Let’s take a step back and look at its component parts. Blockchain is essentially a database. It’s a database that contains a list of transactions of things being exchanged from one place to another. And, most importantly, each transaction embeds a copy of the previous transactions in a way that it’s almost impossible to change a transaction after it’s happened because you’d have to change every single other transaction in the entire block. This chain of blocks gives blockchain its name.
Imagine a private blockchain where a company has five suppliers that all need to interact. If you create a private blockchain where the five suppliers and the company have access, each party can add data in a trusted way which is recorded indelibly for the future. This is great for audit control. It’s also great because you can build in intelligence – these are things called smart contracts – into the blockchain. So, for example, you could create a transaction which says “once a supplier has shipped this item, pay them” or perhaps “once DHL has confirmed delivery of the item, pay the vendor”.

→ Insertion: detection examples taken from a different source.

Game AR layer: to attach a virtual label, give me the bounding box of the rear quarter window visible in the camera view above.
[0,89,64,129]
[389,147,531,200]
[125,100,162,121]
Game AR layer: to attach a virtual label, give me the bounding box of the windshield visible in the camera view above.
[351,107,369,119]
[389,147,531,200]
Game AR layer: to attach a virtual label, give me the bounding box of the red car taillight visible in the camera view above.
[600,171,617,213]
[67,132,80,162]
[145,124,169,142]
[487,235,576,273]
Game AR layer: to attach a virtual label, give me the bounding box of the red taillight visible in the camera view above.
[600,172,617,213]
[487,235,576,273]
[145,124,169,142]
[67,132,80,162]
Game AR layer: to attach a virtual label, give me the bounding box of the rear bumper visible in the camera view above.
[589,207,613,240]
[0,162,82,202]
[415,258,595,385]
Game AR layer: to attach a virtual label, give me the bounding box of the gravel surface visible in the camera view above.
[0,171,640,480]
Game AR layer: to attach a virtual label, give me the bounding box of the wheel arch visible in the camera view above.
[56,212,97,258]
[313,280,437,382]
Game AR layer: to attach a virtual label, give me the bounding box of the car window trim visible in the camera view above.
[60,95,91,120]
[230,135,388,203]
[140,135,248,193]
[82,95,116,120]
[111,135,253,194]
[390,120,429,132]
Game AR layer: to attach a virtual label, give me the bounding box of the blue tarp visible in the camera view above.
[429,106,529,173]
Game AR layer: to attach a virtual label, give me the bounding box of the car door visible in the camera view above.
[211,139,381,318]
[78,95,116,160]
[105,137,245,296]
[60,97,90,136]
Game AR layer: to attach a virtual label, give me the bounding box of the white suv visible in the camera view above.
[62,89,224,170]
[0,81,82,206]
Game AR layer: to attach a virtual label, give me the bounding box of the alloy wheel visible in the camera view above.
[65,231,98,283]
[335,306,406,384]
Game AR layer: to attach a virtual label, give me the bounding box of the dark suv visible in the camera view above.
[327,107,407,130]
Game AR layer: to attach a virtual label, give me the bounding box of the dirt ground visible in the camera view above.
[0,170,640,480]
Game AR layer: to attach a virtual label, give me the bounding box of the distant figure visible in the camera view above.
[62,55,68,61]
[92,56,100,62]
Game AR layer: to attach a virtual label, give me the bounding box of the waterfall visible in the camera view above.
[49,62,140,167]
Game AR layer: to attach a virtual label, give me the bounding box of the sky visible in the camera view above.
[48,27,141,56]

Blockchain is showing a lot of promise, especially in the area of provenance. For example, IBM and Walmart partnered to track the provenance of their produce on a blockchain. They used a blockchain product called Hyperledger which has been developed by a consortium spearheaded by the Linux Foundation. For Walmart, this implementation decreased the amount of time to trace a bag of mangos from over 6 days to 2 seconds.
Although blockchain enables a high level of trust using public key cryptography, it is by no means completely secure; nothing is. In fact there are a number of ways you have to be very careful with blockchain technology. One is protecting your public-private key identity. The other is making sure there are no glitches in your smart contracts. But other than that, what it does secure is the quality of the data that is stored.
So there’s a lot of promise around the technology, but it’s still very early days.